Charles Munger: Public Hangings and the Transformation of Corporate Behavior in Earnings Reporting

Johnny HopkinsCharles MungerLeave a Comment

In the 2005 Wesco Financial Annual Meeting, Charles Munger discussed the obsession with companies meeting quarterly earnings targets, sometimes resorting to unethical practices like manipulating financial figures, selling assets, or using channel stuffing to boost short-term results. The penalties for such behavior were relatively lenient. Here’s an excerpt from notes of the meeting:

Munger: In many corporations, there’s an obsession with meeting quarterly earnings targets. To do so, they’d fudge a little, sell stock at a capital gain, sell a building or two…

Then, if that wasn’t enough, they’d engage in channel stuffing – if you were selling through a middleman, you could unload your product at the end of the quarter and make the current quarter look better, but of course the next quarter would be worse.

It went on a lot and the penalties were pretty light. For many major pharmaceutical, consumer products and software companies, at the end of quarter, this was very common.

That’s pretty well over.
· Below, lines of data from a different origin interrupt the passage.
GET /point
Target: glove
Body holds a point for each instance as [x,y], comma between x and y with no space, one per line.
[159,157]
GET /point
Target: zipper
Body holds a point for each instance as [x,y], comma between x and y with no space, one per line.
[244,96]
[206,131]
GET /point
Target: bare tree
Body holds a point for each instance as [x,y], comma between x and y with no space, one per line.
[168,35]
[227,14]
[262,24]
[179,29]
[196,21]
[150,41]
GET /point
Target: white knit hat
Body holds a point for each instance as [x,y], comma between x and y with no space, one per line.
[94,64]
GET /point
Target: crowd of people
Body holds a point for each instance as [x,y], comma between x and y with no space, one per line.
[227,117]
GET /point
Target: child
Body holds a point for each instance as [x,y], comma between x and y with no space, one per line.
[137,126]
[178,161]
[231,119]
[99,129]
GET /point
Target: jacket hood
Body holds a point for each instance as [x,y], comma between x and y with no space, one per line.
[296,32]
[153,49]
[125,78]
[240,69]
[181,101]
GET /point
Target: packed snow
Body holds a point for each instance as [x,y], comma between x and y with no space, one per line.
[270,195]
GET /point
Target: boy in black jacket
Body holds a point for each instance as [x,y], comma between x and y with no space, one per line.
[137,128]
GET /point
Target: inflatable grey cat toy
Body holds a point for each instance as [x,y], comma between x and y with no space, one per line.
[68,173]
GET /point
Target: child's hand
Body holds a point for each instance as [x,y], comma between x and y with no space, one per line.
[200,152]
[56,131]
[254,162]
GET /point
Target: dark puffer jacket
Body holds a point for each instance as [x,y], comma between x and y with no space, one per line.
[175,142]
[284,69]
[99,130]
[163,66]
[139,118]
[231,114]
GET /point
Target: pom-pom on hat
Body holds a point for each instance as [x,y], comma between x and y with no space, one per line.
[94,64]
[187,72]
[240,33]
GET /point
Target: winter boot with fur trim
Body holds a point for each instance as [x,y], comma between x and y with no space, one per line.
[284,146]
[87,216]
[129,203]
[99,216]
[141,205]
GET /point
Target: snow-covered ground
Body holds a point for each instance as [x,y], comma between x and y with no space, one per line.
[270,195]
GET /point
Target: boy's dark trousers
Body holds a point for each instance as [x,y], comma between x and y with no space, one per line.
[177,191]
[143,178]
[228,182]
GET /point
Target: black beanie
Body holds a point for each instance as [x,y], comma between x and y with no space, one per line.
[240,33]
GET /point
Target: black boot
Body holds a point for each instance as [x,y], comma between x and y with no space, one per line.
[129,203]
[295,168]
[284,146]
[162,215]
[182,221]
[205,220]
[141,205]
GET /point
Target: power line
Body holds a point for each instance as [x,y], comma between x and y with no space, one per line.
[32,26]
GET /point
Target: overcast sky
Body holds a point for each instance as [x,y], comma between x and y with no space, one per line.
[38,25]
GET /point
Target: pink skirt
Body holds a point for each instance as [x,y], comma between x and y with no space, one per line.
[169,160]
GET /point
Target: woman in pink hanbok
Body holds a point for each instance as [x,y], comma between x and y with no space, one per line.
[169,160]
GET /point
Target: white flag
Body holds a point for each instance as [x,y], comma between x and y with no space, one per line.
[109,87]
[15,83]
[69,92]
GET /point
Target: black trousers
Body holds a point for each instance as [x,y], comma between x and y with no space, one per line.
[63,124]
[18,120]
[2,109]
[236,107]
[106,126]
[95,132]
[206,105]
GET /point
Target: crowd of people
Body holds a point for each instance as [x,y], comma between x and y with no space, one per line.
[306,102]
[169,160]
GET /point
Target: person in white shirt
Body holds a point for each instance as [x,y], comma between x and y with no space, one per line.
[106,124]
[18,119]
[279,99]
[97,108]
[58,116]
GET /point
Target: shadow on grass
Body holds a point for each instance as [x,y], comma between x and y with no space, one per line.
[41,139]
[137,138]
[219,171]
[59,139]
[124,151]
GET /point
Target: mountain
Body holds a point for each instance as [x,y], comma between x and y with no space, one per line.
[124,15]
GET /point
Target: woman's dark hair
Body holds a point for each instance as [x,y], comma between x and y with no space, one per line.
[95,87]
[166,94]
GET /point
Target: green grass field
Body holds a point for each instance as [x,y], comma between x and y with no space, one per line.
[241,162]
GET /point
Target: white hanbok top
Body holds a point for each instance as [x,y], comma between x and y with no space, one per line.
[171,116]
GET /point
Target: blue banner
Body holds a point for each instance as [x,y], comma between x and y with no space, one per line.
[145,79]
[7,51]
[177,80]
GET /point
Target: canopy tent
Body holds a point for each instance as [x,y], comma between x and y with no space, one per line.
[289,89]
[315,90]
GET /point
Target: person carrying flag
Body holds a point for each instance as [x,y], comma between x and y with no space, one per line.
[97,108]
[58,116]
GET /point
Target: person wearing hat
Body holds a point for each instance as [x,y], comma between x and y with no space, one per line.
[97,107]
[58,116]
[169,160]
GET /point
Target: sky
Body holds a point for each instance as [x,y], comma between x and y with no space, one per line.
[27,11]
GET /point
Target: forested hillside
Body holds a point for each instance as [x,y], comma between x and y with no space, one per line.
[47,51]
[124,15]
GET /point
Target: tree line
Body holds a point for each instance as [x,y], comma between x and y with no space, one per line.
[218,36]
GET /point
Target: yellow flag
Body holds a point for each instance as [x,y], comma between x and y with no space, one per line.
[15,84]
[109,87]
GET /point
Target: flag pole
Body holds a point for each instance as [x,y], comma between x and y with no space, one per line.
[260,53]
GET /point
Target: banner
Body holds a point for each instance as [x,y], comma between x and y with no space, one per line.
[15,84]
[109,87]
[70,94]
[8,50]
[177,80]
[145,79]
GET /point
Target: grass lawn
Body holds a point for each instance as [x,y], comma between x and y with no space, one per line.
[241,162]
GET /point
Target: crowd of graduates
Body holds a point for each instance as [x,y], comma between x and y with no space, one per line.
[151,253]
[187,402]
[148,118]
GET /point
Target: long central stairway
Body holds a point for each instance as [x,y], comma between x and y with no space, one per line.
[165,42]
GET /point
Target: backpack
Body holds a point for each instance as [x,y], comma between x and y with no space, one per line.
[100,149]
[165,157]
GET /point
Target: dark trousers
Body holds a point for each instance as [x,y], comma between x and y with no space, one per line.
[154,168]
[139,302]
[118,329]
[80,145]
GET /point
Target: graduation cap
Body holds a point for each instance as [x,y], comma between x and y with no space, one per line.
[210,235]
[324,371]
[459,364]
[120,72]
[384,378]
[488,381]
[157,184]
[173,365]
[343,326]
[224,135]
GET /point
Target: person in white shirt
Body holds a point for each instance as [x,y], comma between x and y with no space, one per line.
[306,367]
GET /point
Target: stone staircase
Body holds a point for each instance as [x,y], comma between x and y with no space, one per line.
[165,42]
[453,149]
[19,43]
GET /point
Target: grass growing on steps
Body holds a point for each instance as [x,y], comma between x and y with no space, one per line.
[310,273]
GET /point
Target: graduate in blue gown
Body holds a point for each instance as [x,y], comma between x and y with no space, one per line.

A few public hangings will really change behavior.

One of our Presidents said if he could execute three people each year for no cause, it would make it a lot easier to govern. When someone said that’s not enough, he said, “Oh yes it is, because I’d publish the list of people under consideration.” (Laughter)

So this is all to the good and the cost of doing it has been really low. The public hanging aspect has really worked. People now go to seminars to learn how to avoid this.

Sentencing shows that if you try to avoid this [companies trying to avoid reporting false or misleading earnings], you’ll get lower penalties, so corporations are putting in policies to prevent this.